Messaggio da Franco953 »

L'8 novembre 2016 la morte del grande oncologo. Ecco la testimonianza della musicista Mohan Testi che si rivolse al medico nel 2006
Franco

LA TESTIMONIANZA DI MOHAN TESTI

E’ un’amicizia nata in un momento difficile della sua vita di donna, subito dopo la scoperta di avere un tumore, quella nata fra Mohan Testi, arpista di Perugia, e Umberto Veronesi, il grande oncologo scomparso nel 2016, che lei chiama affettuosamente "il professore". Malata e sottoposta alle prime cure, Mohan incontra il grande medico nel 2006. Gli si affida, si fa operare e comincia a vivere una seconda vita.

Che rapporto era il vostro?
"Mi hanno consigliato di incontrarlo quando ho scoperto di avere il tumore. Ma non sono stata una semplice paziente. Quando gli ho parlato e ho cominciato ad affidarmi a lui, è nato un rapporto fatto anche di stima e di affetto: un’amicizia con una grande persona"
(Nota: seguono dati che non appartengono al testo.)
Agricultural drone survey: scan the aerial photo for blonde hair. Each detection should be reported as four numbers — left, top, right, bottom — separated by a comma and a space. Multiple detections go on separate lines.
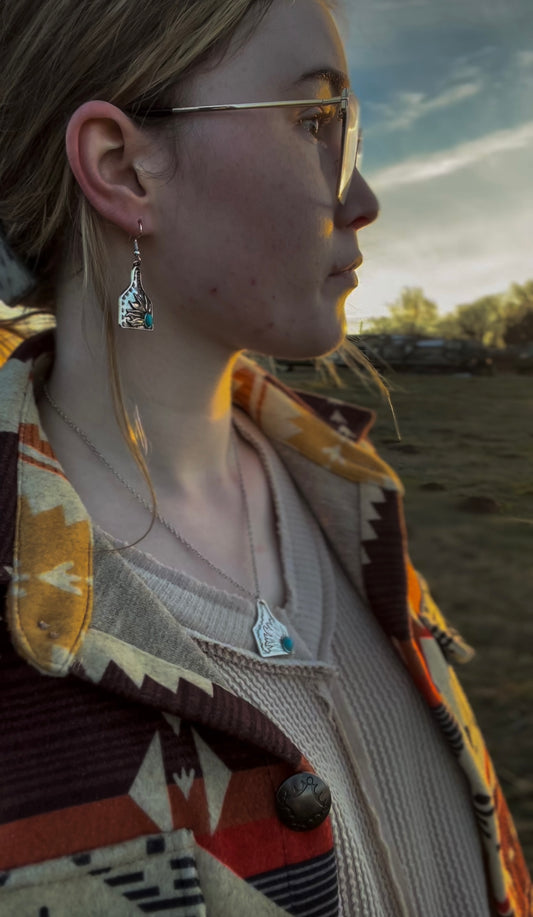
0, 0, 390, 486
0, 0, 273, 524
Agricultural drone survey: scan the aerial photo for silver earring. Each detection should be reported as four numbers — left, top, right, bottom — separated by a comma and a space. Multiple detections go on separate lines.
118, 220, 154, 331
Conoscerlo ha cambiato la sua vita?
"Totalmente. E in meglio perché è – non riesco nemmeno a dire era - una persona unica, aveva un fortissimo carisma, un’umanità che andava al di là di tutto. Ricordo questi occhi penetranti tipici delle persone speciali. Mi ricordo il nostro primo incontro in una Roma piena di sole, bellissima, e questa persona che mi ascoltava, parlandomi della mia situazione clinica. Io avevo già iniziato un percorso di cure a Perugia, città dove lui aveva studiato. Aveva molta stima dell’ospedale".
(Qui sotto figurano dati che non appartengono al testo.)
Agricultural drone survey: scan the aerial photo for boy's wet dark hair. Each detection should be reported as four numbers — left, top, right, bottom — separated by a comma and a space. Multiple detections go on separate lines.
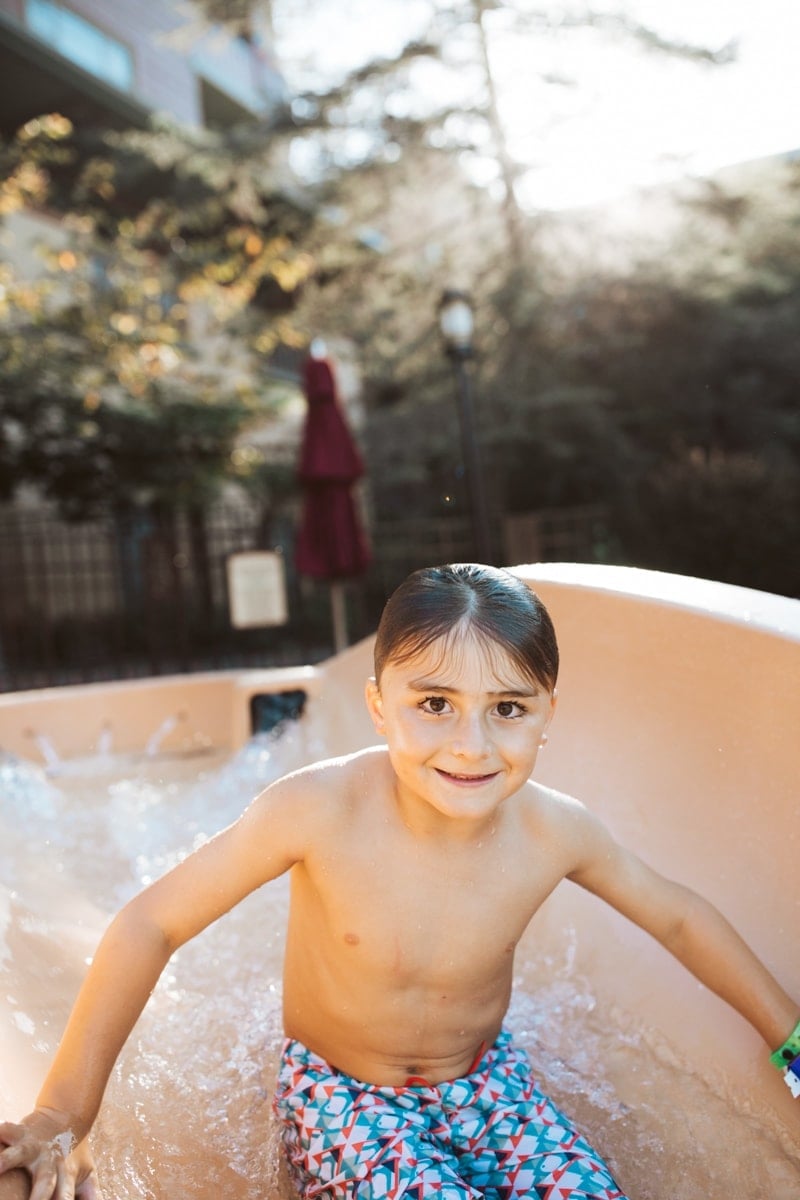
374, 563, 559, 691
Però si operò allo Ieo di Milano.
"Sì, lo Ieo è stato un luogo dove ho trovato grandi persone, dai dottori agli infermieri, a chi faceva le pulizie, era tutto eccellente. I medici ovviamente lì sono all’avanguardia, e si vedeva l’impronta di Veronesi dappertutto".

In che senso?
"La persona era al centro di tutto. C’era la volontà di superare i problemi assieme, senza far sentire il paziente un numero. In questo, lui era un mago. Riusciva a concretizzare quello che credeva fosse giusto nella vita lavorativa. Quindi ho fatto l’operazione sentendomi bene, circondata dalla massima gentilezza, sentendomi spiegare quello che mi facevano. Mi sentivo una persona pensante. Lui era uno che si fermava a chiedere, era anche molto curioso"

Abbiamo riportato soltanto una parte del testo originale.